Vergleich: PSA-Kategorien und Dienstkleidung im Überblick
| Merkmal | Persönliche Schutzausrüstung (PSA) | Dienstkleidung |
|---|---|---|
| Rechtliche Pflicht | Ja, bei nachgewiesener Gefährdung | Nein, freiwillig durch Betrieb |
| Kostentragung | Arbeitgeber (gesetzlich vorgeschrieben) | Vertraglich geregelt |
| Normkonformität | CE-Kennzeichnung und Produktnorm notwendig | Keine PSA-Norm erforderlich |
| Hauptfunktion | Körperschutz | Einheitlichkeit, Funktion, Repräsentation |
| Beispiele | Sicherheitsschuhe, Warnweste, Helm | Arbeitshose, Polo, Jacke |
| Reinigung und Pflege | Durch Arbeitgeber zu organisieren | Oft durch Mietservice oder Eigenverantwortung |
| Tragevorschrift | Bindend, Kontrolle durch Arbeitgeber | Empfehlung oder Betriebsvereinbarung |
Empfehlung: So gestalten Betriebe ihre Ausstattung sicher und effizient
Betriebe in der Lagerlogistik fahren am besten mit einem integrierten Ansatz: PSA und Dienstkleidung werden nicht isoliert betrachtet, sondern als Gesamtsystem geplant. Eine sorgfältige Gefährdungsbeurteilung bildet die Grundlage, aus der sich klar ergibt, welche Schutzkategorien an welchem Arbeitsplatz notwendig sind.

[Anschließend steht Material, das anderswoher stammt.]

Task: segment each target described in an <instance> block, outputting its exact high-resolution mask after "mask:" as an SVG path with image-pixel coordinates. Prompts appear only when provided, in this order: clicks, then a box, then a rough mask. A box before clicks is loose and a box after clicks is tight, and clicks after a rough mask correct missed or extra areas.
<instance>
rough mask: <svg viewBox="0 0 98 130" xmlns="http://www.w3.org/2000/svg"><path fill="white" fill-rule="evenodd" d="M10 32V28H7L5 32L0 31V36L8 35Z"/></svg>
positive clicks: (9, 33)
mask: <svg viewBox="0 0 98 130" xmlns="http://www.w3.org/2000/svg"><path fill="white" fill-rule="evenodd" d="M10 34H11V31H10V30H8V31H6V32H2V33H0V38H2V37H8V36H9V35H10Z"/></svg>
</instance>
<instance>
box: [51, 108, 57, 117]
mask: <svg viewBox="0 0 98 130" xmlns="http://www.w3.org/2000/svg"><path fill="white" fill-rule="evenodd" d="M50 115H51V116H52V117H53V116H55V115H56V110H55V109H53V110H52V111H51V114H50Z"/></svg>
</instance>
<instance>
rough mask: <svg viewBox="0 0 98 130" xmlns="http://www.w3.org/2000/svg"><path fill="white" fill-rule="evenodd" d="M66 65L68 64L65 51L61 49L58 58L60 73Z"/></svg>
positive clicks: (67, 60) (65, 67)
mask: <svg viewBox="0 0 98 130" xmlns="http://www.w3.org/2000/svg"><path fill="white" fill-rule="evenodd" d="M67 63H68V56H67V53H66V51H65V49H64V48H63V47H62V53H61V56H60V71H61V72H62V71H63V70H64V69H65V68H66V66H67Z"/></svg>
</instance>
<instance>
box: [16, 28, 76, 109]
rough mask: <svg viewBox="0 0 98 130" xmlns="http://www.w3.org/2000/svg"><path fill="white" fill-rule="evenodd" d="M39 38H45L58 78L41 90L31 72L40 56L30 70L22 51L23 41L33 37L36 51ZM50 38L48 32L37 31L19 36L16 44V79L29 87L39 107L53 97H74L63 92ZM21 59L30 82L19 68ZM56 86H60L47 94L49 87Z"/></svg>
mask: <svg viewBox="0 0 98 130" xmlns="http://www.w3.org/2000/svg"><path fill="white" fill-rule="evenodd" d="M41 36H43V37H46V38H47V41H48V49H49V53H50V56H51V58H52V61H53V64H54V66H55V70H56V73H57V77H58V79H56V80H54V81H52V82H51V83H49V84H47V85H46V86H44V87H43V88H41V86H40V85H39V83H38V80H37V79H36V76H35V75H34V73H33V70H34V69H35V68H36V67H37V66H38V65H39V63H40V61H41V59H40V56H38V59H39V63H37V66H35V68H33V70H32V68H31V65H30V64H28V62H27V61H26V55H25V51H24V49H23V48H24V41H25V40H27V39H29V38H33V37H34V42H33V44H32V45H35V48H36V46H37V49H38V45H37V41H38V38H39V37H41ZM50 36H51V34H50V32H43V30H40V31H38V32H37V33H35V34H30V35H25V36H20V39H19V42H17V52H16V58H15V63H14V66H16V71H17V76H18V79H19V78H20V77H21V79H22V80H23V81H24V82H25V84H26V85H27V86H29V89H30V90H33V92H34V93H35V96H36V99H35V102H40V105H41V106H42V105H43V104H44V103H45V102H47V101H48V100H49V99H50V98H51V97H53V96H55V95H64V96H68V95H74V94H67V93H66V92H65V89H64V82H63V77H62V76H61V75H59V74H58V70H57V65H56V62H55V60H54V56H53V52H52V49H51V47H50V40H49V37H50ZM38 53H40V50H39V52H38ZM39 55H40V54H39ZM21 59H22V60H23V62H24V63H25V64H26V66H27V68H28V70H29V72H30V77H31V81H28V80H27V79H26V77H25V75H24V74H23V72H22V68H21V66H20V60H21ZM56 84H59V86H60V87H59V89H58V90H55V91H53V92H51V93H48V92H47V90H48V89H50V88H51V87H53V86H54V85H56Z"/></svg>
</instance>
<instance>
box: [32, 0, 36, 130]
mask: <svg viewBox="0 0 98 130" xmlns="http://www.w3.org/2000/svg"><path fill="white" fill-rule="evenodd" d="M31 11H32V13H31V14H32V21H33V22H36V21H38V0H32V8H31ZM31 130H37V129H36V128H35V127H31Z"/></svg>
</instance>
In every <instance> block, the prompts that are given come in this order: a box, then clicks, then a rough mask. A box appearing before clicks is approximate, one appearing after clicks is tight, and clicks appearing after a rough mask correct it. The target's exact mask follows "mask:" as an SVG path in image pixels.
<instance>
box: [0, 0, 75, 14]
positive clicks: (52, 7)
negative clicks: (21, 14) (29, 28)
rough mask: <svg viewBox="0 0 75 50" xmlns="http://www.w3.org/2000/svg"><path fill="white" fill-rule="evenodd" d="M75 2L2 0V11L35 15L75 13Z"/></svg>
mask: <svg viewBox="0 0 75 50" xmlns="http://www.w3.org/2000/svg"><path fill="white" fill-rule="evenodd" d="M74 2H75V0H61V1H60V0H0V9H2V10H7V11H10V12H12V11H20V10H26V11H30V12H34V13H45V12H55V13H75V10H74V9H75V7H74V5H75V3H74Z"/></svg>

Für die Dienstkleidung empfiehlt sich ein Mietservicemodell, das Reinigung, Reparatur und Austausch übernimmt. Das entlastet die interne Verwaltung und sichert gleichzeitig einen konstant hygienischen und gepflegten Zustand der Kleidung. Wichtig ist, dass Mitarbeitende in die Auswahl einbezogen werden, denn Kleidung, die als unbequem empfunden wird, wird im Alltag seltener oder falsch getragen.
PSA sollte regelmäßig auf Verschleiß und Normenkonformität geprüft werden. Defekte oder überalterte Schutzausrüstung muss umgehend ersetzt werden. Ein internes Prüfprotokoll hilft dabei, Fristen und Verantwortlichkeiten nachvollziehbar zu dokumentieren.
Häufig gestellte Fragen
Wer trägt die Kosten für Schutzausrüstung im Lager?
Die Kosten für persönliche Schutzausrüstung trägt ausnahmslos der Arbeitgeber. Das schließt Anschaffung, Reinigung, Wartung und Ersatz bei Verschleiß oder Defekt ein. Mitarbeitende dürfen nicht finanziell zur Beschaffung herangezogen werden, sofern die PSA aufgrund der gesetzlich vorgeschriebenen Gefährdungsbeurteilung notwendig ist.
Wie unterscheidet sich Schutzkleidung von normaler Dienstkleidung?
Schutzkleidung ist PSA und muss eine CE-Kennzeichnung sowie eine produktspezifische Norm erfüllen. Sie schützt vor konkreten Gefährdungen wie Kälte, Schnitt oder mangelnder Sichtbarkeit. Normale Dienstkleidung hat keine Schutzfunktion im rechtlichen Sinne und unterliegt keiner PSA-Norm. Beide Kategorien können jedoch kombiniert werden, wenn Kleidungsstücke gleichzeitig Schutzfunktionen erfüllen und als Dienstkleidung eingesetzt werden.
Welche Schutzausrüstung ist in der Lagerlogistik am häufigsten Pflicht?
Zu den am häufigsten vorgeschriebenen PSA-Elementen in der Lagerlogistik zählen Sicherheitsschuhe der Klasse S3, Warnschutzkleidung nach EN ISO 20471 sowie Schutzhandschuhe. In Tiefkühllagern kommt wärmeisolierende Kleidung hinzu, in Hochregallagern können Schutzhelme erforderlich sein. Welche PSA konkret notwendig ist, ergibt sich immer aus der individuellen Gefährdungsbeurteilung des jeweiligen Betriebs.